When we stop considering others as evils to be controlled, or even annihilated, we can begin to ascend what I call the step ladder to a free and open society. The dominant feature of any autocratic society is that it establishes hierarchies that pit people against each other. That is how the rulers stay on top. Meanwhile, the dominant feature of any open society is that it acknowledges all as equal participants. To be sure, there has never been a society on earth that truly meets this definition of a free and open society. Some, like the United States, aspire to that ideal in theory while falling far short in fact. Others, like Iran, make no such pretense.

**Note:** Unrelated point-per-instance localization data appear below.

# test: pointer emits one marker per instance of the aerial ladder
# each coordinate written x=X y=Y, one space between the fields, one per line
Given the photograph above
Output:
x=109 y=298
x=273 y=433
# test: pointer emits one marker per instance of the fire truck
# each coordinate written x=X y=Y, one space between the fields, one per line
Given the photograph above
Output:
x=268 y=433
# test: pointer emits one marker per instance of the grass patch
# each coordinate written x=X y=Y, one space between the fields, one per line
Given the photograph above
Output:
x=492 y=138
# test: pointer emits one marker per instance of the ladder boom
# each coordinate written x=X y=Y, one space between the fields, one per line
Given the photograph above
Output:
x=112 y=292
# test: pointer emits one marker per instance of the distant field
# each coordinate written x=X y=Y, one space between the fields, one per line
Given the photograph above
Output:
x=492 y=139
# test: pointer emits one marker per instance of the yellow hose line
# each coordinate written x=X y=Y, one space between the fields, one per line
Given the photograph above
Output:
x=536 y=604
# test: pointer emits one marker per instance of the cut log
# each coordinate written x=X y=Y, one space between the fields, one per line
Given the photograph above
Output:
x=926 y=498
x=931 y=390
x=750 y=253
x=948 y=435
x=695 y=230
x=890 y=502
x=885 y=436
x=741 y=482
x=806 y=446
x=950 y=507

So where are we, the United States of America, on this step ladder of openness today? I give us a middle rung spot. We tolerate differences: just barely. And we’re quick to use them as political and economic lightning rods. And there’s ample evidence (see Dobbs vs. Jackson Women’s Health Organization) that our position on the tolerance rung is shaky.
Yesterday, the US endured the mid-term election. It appears, the houses of Congress will be split. To me, this signifies two more years of rancorous non-doing. Perhaps we will hold on to some modicum of tolerance. Yet we are far from moving up to a rung of accepting others however they wish to live. Because let’s face it, the ladder of treating all humans with mutual respect is a precarious one. The higher up one climbs towards embracing all, the more difficult it is to keep it steady.